グレイトフル

著者:愚者

少年の世界には、転生者と呼ばれる者達がいる。

一人は元の世界で絶命し神に新しい命を授けられ、一人はコンビニからの帰宅時に気付けば迷い込んでいたなど、理由は様々だ。

しかしてそのどれもが例に漏れず、世界の住人から羨望の眼差しを向けられる程の能力を有し、生誕する。

少年は思う、神は”クソ野郎”だと。

転生者は能力を使い、多様な生き方をする。

一人は魔王を討ち滅ぼし世界の住人から勇者と敬われ、一人は気に入らない物事をその能力で踏み潰し世界の住人から畏怖される。

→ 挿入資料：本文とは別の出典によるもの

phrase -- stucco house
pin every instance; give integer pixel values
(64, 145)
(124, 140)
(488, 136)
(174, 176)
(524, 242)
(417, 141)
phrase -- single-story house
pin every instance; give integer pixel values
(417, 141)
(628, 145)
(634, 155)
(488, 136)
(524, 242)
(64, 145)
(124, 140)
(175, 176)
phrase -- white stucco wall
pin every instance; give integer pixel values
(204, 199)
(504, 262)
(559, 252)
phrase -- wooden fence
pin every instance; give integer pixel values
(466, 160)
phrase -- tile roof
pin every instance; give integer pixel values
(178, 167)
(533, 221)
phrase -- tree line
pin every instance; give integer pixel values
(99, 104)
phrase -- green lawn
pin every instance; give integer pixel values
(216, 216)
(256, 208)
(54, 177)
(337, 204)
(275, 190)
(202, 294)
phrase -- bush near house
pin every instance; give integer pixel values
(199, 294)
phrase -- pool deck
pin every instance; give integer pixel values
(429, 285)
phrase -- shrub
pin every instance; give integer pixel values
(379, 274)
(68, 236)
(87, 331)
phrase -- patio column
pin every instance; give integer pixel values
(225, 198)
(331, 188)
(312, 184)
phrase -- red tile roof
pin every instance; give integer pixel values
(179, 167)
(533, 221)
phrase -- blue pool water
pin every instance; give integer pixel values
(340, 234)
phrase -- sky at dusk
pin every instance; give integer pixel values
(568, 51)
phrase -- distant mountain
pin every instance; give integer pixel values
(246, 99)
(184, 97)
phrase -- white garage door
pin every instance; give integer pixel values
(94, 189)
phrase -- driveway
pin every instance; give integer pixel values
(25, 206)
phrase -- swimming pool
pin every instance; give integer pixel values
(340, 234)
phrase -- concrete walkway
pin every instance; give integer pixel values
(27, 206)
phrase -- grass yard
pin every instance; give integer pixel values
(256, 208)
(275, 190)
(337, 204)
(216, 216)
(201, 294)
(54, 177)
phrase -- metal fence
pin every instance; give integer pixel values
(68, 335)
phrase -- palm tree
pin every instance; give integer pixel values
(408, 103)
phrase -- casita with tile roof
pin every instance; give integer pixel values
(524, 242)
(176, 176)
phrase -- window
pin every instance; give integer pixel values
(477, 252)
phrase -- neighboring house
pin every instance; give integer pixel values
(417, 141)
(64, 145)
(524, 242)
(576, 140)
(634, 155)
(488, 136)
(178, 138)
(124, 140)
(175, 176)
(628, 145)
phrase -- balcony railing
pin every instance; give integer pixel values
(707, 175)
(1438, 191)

しかしてそのどれもが己の好きなように道を行き、自己の世界を構築していく。

少年は思う、転生者は他人から与えられた玩具で他人の土地を遊び場にするクソガキ以下の”ムシケラ”だと。

何が元の世界で間違って死んでしまっただ、何が君を気に入ったからと能力を与え新しい世界で好きに生きろだ、何が魔王を倒す為に君の力が必要だ。

そのどれもを少年は不快に思い、嫌悪した。

少年は思う、この世界の事はこの世界の奴等がどうにかすべき事だと。

神の気紛れでこの世界は混乱しあるべき姿を見失っている。

故に少年は想う、いつか必ず”転生者(ムシケラ)を駆除してやる”と。